Ika Meporiya

Personal information
- Full name: Ika Guramovych Meporiya
- Date of birth: 26 January 1989 (age 37)
- Place of birth: Zugdidi, Georgian SSR, Soviet Union
- Height: 1.76 m (5 ft 9+1⁄2 in)
- Position: Midfielder

Youth career
- 2004–2006: FC Vidradnyi Kyiv
- 2006: FC Dynamo Kyiv

Senior career*
- Years: Team / Apps / (Gls)
- 2008–2012: FC Arsenal Kyiv / 3 / (0)
- 2011: → FC Naftovyk-Ukrnafta Okhtyrka (loan) / 13 / (0)
- 2011: → FC Prykarpattya Ivano-Frankivsk (loan) / 1 / (0)

= Ika Meporia =

Ukrainian footballer

Ika Meporiya (Іка Гурамович Мепорія; born 26 January 1989) is a former professional Ukrainian of Georgian descent football midfielder who plays for FC Arsenal Kyiv.

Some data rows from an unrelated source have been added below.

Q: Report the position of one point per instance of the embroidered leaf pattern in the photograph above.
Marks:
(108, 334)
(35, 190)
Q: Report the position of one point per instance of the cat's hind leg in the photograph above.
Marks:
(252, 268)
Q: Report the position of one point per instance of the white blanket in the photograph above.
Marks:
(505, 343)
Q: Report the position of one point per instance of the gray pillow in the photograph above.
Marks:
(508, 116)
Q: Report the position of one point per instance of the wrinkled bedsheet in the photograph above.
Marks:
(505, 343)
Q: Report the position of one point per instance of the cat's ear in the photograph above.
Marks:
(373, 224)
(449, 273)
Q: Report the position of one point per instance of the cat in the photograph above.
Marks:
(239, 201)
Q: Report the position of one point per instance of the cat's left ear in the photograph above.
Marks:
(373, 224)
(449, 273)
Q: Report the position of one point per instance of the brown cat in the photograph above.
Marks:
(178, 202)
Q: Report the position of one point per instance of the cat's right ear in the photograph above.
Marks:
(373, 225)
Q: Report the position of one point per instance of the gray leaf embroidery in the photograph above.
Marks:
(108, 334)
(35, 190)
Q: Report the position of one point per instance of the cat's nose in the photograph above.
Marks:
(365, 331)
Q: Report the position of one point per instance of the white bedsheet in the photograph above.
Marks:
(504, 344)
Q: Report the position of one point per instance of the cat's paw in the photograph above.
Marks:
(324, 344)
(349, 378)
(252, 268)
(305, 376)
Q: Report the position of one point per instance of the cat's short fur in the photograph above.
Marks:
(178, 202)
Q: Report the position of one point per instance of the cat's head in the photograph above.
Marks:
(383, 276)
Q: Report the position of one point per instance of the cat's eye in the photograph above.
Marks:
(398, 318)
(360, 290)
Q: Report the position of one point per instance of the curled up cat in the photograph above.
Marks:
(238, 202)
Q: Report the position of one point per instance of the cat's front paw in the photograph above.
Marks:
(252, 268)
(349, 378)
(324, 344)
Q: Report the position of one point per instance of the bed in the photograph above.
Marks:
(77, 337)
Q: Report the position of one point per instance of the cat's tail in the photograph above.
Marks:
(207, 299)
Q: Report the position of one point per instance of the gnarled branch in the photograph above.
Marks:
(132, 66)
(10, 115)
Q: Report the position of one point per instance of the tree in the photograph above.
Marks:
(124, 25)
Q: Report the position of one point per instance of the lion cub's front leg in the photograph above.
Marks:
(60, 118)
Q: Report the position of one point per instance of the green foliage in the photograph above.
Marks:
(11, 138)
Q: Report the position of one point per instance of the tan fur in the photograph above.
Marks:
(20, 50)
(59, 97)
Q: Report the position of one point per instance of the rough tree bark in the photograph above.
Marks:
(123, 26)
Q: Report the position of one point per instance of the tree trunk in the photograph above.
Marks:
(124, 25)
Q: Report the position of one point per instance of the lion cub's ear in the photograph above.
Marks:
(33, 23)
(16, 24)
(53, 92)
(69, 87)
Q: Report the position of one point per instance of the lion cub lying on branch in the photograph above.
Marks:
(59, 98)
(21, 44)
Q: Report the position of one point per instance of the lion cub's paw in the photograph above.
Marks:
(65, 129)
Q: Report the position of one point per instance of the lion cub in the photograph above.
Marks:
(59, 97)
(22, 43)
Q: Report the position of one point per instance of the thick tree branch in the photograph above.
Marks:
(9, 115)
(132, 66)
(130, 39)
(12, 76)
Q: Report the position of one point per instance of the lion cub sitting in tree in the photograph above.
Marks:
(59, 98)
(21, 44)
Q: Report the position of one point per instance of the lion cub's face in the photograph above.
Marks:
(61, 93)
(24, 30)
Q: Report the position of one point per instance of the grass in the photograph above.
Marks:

In 2003, he moved to Ukraine and got Ukrainian citizenship.

== Career ==
Ika Meporiya made his professional debut for FC Arsenal Kyiv Youth in the Ukrainian Premier League Reserves. On 23 August 2010, he made his professional debut for Arsenal Kyiv.